Acts 13:20 And after that he gave unto them judges about the space of four hundred and fifty years, until Samuel the prophet.

Acts 13:21 And afterward they desired a king: and God gave unto them Saul the son of Cis, a man of the tribe of Benjamin, by the space of forty years.

Acts 13:22 And when he had removed him, he raised up unto them David to be their king; to whom also he gave testimony, and said, I have found David the son of Jesse, a man after mine own heart, which shall fulfil all my will.

Acts 13:23 Of this man’s seed hath God according to his promise raised unto Israel a Saviour, Jesus:

Acts 13:24 When John had first preached before his coming the baptism of repentance to all the people of Israel.

Acts 13:25 And as John fulfilled his course, he said, Whom think ye that I am?

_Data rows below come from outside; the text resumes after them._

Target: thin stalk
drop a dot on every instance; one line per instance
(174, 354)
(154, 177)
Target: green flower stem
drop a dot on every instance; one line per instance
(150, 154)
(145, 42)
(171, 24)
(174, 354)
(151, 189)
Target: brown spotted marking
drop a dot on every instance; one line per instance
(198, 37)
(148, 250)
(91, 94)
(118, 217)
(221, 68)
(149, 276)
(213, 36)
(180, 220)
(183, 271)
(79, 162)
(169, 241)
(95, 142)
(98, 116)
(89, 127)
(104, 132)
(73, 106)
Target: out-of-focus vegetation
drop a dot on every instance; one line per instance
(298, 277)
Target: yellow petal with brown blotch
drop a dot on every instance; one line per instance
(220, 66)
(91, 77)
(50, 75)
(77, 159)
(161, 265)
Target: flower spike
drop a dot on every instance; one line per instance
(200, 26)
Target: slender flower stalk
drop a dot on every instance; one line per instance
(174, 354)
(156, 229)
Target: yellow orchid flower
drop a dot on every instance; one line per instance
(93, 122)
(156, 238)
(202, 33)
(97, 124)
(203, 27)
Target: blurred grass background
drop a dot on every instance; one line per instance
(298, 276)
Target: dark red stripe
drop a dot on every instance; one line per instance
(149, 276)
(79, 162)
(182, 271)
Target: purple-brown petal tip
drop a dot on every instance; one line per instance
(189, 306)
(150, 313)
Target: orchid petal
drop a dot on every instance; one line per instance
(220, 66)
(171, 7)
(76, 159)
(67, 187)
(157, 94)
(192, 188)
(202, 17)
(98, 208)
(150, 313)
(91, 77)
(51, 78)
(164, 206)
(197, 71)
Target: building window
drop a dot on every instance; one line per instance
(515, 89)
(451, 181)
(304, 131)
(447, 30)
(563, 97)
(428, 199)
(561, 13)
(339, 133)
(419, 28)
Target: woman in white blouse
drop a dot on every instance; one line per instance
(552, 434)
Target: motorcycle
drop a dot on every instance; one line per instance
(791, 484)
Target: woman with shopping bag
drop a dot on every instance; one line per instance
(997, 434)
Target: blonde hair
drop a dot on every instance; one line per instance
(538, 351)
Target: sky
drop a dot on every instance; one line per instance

I am not he. But, behold, there cometh one after me, whose shoes of his feet I am not worthy to loose.

Over and over in verses 17-25, Paul emphasized the actions of God and eventually led to Messiah. Notice how shrewd Paul was. He wanted to appeal to the hearts of the Gentiles who were present in the audience as well as to the Jews. He started by telling how God called the Israelites when they were strangers in Egypt. Jacob’s (Israel’s) twelve sons, who died in Egypt, were the nucleus of the Jewish nation; that is, they became the twelve tribes. In fact, the twelve sons themselves are sometimes called “Jacob” and sometimes “Israel.” In time and with a high arm, God brought the Israelites out of Egypt.

Paul was appealing to the hearts of those who were searching, both Jews and those Gentiles who were sympathetic to Jewry. Remember, Paul’s commission was primarily to the Gentiles, but he was also to represent God to the natural seed. Therefore, his custom was to go to the Jew first and then to the Gentile, but sometimes he went to both Jew and Gentile right in the synagogue.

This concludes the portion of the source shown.